I really recommend to anyone interested in DSL desgin learing about the cool Domain Specific Embedded Languages (DSELs) devolped in the Haskell community.

Functional Images is about Conal Elliott's work (Pan and Fran).

Haskore is a DSEL for scoring music.

And see this related thread.

DSLs

I submitted the DSL I'm working on to a conference focused on the domain the language is targeting. In other words, not a conference on programming languages, per se. Maybe there are lots of others who have done the same.

(Perhaps something will be submitted to LL/POPL/etc. in the future.)

Internal DSLs

I've implemented DSLs for internal applications. In two such cases, a DSL was used to replace the use of spreadsheets, to allow the data that would otherwise be in spreadsheets to be centralized in a database to support other applications. In both cases, a DSL was pretty much essential to achieve the necessary flexibility — in fact any solution other than an explicit DSL would have really been a disguised DSL.

Of course, configuration languages are everywhere, and even if they're not Turing-complete, they're not always trivial. I once implemented a layout language for a (domain-specific) graph-generating program, mainly because I didn't want to have to come up with the rather complex GUI that would otherwise have been necessary. That worked out well, because the users weren't looking for a dumbed-down interface, but rather something that would allow them to work efficiently.
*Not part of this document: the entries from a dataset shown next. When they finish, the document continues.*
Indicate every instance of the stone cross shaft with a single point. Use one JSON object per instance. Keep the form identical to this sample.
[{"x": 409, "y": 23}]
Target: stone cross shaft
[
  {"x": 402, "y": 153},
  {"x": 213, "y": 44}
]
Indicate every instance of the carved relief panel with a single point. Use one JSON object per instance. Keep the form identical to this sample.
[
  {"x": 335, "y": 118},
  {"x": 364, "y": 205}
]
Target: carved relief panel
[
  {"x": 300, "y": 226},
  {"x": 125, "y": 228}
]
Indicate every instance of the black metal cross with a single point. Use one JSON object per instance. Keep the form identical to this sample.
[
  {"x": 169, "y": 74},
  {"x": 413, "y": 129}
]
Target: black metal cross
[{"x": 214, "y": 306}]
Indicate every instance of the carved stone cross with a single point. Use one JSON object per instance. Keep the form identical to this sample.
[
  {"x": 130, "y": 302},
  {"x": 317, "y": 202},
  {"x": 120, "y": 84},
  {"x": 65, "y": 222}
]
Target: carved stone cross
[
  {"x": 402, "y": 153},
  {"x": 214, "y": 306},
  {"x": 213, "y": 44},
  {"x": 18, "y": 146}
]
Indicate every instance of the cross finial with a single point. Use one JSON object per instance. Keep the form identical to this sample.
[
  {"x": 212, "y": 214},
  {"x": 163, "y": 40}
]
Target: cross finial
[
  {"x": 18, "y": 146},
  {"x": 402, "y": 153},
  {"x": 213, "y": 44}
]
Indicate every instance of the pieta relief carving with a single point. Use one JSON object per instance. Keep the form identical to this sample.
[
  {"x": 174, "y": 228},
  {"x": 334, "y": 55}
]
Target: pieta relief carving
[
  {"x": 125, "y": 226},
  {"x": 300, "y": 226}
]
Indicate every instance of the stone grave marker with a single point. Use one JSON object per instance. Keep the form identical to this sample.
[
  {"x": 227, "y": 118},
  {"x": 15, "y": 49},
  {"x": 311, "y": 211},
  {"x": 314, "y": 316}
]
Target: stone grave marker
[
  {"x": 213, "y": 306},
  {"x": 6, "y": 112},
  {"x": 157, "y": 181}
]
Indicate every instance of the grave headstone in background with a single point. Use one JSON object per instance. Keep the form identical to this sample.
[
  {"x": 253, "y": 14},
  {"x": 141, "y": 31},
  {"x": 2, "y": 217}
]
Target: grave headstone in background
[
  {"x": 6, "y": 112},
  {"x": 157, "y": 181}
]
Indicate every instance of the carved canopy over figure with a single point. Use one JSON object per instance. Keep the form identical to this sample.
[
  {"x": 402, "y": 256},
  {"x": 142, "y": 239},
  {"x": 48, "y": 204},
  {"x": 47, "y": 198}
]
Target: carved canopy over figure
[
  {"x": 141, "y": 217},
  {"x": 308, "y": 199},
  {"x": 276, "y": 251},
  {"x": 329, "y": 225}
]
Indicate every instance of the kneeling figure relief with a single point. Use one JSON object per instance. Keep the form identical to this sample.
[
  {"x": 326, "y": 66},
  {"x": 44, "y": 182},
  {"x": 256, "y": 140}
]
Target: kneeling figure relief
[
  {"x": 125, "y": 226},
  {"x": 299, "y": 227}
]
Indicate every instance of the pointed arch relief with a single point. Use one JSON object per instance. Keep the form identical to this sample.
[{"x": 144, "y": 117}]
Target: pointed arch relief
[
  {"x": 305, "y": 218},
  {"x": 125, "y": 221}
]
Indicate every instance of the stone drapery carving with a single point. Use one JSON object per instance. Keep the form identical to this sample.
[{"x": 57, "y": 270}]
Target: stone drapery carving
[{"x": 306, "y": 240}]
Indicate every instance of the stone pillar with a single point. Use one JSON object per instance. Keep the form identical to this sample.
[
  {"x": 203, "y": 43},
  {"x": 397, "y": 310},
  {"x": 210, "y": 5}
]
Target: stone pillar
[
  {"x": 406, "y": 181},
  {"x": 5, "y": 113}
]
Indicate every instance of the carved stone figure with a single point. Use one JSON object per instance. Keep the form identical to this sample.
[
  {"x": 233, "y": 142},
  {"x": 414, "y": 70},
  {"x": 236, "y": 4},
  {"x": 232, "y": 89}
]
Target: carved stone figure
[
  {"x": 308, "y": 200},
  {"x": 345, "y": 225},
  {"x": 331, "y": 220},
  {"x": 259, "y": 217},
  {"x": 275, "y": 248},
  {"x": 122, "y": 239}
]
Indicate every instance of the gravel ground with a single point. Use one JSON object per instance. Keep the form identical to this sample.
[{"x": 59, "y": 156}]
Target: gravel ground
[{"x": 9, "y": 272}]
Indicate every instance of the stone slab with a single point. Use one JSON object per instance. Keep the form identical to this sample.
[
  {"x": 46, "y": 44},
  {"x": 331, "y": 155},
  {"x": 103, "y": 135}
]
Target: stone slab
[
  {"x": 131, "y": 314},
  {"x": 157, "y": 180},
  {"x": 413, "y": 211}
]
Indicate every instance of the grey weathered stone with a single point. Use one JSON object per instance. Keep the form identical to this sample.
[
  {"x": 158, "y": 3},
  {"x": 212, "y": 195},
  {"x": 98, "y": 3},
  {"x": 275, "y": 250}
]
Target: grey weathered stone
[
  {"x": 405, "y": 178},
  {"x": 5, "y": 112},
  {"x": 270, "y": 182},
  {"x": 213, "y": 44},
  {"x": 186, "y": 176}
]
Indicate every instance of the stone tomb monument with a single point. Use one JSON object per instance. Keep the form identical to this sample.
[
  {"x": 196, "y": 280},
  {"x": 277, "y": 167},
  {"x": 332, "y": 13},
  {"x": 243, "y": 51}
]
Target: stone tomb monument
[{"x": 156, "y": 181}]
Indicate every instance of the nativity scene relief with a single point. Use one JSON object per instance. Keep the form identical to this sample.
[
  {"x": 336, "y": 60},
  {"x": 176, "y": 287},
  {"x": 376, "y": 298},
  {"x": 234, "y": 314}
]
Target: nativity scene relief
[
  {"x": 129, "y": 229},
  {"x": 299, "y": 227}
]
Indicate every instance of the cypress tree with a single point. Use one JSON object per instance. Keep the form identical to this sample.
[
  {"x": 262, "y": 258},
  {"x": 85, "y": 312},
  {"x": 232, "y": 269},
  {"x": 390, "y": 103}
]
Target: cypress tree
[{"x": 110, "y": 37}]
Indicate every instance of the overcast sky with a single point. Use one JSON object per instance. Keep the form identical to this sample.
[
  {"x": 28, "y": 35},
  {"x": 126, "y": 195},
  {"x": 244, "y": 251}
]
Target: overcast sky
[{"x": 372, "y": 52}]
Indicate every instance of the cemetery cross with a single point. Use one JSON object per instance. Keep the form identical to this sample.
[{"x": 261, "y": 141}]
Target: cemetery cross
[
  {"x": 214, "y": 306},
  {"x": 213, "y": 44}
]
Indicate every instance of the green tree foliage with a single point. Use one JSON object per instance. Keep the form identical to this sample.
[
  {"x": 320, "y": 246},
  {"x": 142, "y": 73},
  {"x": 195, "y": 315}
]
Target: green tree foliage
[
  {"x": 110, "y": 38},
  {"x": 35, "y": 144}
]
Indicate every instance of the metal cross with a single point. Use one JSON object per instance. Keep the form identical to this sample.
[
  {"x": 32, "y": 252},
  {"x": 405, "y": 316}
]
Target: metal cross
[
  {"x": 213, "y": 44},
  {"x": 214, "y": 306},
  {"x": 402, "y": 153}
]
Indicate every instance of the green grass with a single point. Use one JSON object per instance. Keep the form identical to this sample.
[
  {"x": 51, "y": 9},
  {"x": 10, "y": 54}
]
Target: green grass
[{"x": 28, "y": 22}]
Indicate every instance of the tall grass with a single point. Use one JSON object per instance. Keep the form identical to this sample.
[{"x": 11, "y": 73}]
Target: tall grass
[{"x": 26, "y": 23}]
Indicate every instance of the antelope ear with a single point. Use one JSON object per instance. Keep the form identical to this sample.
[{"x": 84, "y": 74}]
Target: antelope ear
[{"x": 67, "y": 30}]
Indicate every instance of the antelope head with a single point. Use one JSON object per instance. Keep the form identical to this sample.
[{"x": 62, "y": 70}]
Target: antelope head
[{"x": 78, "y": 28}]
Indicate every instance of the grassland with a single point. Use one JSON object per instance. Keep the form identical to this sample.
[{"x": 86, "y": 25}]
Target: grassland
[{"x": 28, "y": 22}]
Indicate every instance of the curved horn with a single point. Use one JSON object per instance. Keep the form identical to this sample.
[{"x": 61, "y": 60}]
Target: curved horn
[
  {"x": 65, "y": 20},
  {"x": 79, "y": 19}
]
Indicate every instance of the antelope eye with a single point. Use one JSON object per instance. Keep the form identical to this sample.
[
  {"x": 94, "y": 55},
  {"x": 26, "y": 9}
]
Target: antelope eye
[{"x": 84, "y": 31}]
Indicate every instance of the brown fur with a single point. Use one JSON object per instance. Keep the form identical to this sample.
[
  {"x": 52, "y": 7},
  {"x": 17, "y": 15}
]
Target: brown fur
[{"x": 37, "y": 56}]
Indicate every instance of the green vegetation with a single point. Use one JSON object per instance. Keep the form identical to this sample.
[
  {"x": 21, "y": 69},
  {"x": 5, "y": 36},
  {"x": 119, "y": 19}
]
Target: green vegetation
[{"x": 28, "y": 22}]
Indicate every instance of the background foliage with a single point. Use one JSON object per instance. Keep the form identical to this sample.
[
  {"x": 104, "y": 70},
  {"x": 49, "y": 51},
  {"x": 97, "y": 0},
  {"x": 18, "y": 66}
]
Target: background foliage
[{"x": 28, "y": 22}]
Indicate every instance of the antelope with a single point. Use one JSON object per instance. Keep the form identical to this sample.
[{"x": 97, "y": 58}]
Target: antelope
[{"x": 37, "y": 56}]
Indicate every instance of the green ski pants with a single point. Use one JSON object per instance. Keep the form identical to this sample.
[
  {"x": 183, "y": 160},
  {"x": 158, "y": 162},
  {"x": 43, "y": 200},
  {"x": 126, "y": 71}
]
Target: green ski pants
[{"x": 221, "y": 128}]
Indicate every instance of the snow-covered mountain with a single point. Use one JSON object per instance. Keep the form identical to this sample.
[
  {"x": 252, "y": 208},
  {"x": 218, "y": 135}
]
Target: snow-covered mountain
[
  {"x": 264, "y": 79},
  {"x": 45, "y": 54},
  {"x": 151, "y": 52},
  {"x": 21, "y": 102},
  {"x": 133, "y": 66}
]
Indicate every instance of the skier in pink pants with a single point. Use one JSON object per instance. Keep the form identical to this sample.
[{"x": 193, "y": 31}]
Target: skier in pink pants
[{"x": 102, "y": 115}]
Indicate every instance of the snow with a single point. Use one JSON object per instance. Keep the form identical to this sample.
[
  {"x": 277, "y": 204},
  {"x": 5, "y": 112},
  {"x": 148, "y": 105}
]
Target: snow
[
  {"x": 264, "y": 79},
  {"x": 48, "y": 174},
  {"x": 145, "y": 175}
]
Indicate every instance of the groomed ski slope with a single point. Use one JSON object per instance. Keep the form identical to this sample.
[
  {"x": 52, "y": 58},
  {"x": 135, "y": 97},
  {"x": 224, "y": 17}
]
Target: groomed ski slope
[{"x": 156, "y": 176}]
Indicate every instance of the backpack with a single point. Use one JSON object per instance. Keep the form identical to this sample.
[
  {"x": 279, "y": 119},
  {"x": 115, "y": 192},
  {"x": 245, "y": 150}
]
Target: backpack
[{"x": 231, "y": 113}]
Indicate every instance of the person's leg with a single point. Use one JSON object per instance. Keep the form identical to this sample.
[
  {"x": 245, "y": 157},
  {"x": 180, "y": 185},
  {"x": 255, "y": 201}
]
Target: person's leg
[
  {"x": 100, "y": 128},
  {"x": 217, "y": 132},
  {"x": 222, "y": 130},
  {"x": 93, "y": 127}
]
I'm also aware of other companies which use in-house DSLs heavily internally. As is often the case, the stuff you hear about publically is only a fraction of what's really going on.

More internal DSLs

I'm also aware of other companies which use in-house DSLs heavily internally. As is often the case, the stuff you hear about publically is only a fraction of what's really going on.

I'll second that. I am reluctant to consult the corporate layer, so all I can disclose is that one of our DSLs is for describing data storage, another - for web forms, yet another - for processes, plus some 5 I do not know exactly about, and they understand each other, and either generate Java1 or are interpreted by Java. Sounds familiar? ;-)

1...plus JSP, or JS, or HTML, or HTC, or Hibernate config, or SQL, you name it.

Our paper on language design patterns

Think like an engineer

One way to think about languages is to think about machines. Unfortunately now day we have only one machine, the ubiquitous register machine. But we can always implement a new machine as a "virtual machine"; code that simulates the machine. This is a way to really get back to the starting point.